A simple sentence like “The dress is blue,” could mean anything depending on how and where it is delivered. If I am getting ready for my wedding and I open the box to take out my gown only to discover it isn’t white, I might say, “The dress is…..blue!” If I am evaluating a series of clothing items to see what coordinates with other things in my closet I may say, “The dress is blue.” Different sentence. If I am being asked to reveal state secrets because I am a CIA agent who has been caught in enemy territory, I might decline to give significant information by saying over and over “The dress is blue,” in a flat tone.
How you say what you say is as important, perhaps more important, than what you say.
If I say in an angry accusative manner, “Your tongue is tight!” as if you were tightening it on purpose, that’s very different that saying, in a soft gentle voice, “Your tongue is tight,” and following it with another statement like “Let’s see what we can do to get it to let go,” that’s a very different way to talk.
If you view all vocal exercises as being equal, simply looking at the exercises as mechanical things to do with your voice or your body, and you apply them in the same way to every student, you are not doing anyone very much good. Your exercises might be useful but without looking at the context of the way in which the exercises are presented, they are just words.

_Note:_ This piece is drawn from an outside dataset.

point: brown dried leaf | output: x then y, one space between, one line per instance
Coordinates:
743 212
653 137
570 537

I am very careful not only about what I say I am careful about how I say it and how I look and sound while I say it because I consider that to be all part of the one thing called “teaching singing”. I realize that other teachers of singing use similar exercises because they saw them in a workshop or read about them in a book or learned them on their own but it may be that the resemblance stops as soon as the teacher uses the exercise in a lesson. In an effort to evaluate exercise only as exercise you lose the humanity of person singing.
One of the things that doesn’t work about allopathic medicine is that it treats symptoms as if they were disconnected from the person who has them and that person’s life and experience of it. My mother was always ill. She went from illness to illness throughout much of her life after she was married. She was also very unhappy as a person. I have often wondered if she had been able to deal with her inner sadness if her illnesses might have gone away. Dis-ease for her was real. She was not at ease with anything about herself or her life.
The idea that the body and the mind are one is relatively new to our culture. The idea that vocal exercises can change the way the voice works and the corresponding patterns in the brain is also new. The context of how anything is approached, MATTERS. If you see a comparison of a “method” or an organized way of doing anything, you need to take into consideration the mindset of the person who created the method and the atmosphere in which the work is done. Without that, you are buying the car without looking at the engine, the fuel economy, the “add-ons” and many other options that might not be known to you unless you ask. All cars are means of transportation and all of them will allow you to drive to your destination but there is a difference between traveling in a Rolls Royce and a Volkswagen Jetta insofar as how you experience the ride.
No matter what book you read, what course you take, what workshop you attend and what information you gather, it all goes into your own context and it is only as good to you, as meaningful to you, as your own understanding of your expectations, your life experience and your ability to be discerning.